И вот теперь, медленно, пришло первое его слово, первый вопрос изо рта, наполненного горечью:
— Так значит, это разрешено?
— Разрешено, но не рекомендуется, — сказал я двусмысленно.
— Как грех может быть разрешен? — спросил Юнатан.
— Грех не разрешен, — сказал я, — но закономерности тварного мира и потребности плоти не греховны; может, они обременительны, если наши мысли грезят о свободе или мнят, что пребывают вне времени. Но мы заключены во время нашего тела, неизбежно. И здоровье требует от души жертв — точно так же, как требуют жертв болезнь и безумие.
— Потребности плоти обременительны: вы очень удачно это выразили, — сказал Юнатан.
— Я настаиваю на том, что вы должны полностью освободиться от ощущения своей греховности, — сказал я решительно.
— Освободиться? — с отсутствующим видом переспросил Юнатан.
— Вам нужно другое мировидение. От масштаба, которым руководствуются верующие, вы уже почти отказались.
— Я отказался от самого себя, — сказал Юнатан.
— У вас нет никаких правил для повседневной жизни, — сказал я, — а без правил для себя самого ни один человек выстоять не может. Но существуют правила, значимые для всех или, по крайней мере, для многих.
— И одно из таких правил вы мне только что сообщили? — спросил Юнатан с какой-то подковыркой.

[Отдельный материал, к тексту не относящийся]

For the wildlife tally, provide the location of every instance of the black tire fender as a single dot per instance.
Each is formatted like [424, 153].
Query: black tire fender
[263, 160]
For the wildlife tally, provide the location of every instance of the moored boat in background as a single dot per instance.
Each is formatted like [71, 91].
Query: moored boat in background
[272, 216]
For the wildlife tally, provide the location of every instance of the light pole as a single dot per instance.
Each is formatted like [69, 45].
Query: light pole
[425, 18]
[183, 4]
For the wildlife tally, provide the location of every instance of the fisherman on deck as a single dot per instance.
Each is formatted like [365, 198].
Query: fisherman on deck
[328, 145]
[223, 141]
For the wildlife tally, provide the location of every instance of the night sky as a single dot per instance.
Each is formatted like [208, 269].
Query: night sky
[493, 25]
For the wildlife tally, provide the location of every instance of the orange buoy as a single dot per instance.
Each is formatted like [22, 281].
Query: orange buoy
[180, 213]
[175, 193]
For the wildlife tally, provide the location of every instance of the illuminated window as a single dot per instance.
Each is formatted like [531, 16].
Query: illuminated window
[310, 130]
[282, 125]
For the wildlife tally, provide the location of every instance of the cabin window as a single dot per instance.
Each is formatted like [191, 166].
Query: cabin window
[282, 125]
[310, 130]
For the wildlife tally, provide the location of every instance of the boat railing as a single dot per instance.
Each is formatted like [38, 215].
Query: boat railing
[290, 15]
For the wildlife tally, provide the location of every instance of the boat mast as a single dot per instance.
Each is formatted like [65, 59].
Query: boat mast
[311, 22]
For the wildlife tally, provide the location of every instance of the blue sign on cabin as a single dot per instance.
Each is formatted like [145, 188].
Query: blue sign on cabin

— Это крайняя уступка силам тела, на которую готовы пойти люди, — попытался я смягчить ситуацию. — Это совет для сильных. Правило крестьянских парней, которые благодаря своей мышечной силе способны обработать поле. Закон для слабых наверняка другой.
— Такая крайняя уступка для меня непригодна, — сказал он меланхолично. — И почему, собственно, вы хотите всё для меня облегчить? Я привык, что мне что-то запрещают. И соблюдаю запреты, если только это не выше моих сил.
— Я вас не понимаю, — сказал я обескураженно. — Речь ведь как раз о том, что вы не противитесь своим побуждениям, что нарушаете все запреты, что безмерные излишества разрушают ваше здоровье.
— Так значит, вы не всерьез хотели снять с меня грех? — спросил он почти беззвучно. — Мне этот грех запрещали. Грех либо целостен и неделим, либо его вообще нет. А представить, что его вообще нет, — это для меня невозможно.
Я попытался освободить его из западни таких мыслей и заверил еще раз, что во влечении, которое свойственно всем, я не могу усмотреть проявление зла; а вижу только намерение Природы, соблазнительницы и расточительницы, которая неумолимо требует определенных вещей, сама же в чем-то жестоко отказывает. Я прибавил еще, что не нахожу ничего позорного в том, чтобы быть животным; наоборот, мне часто бывает стыдно, когда меня причисляют к людям.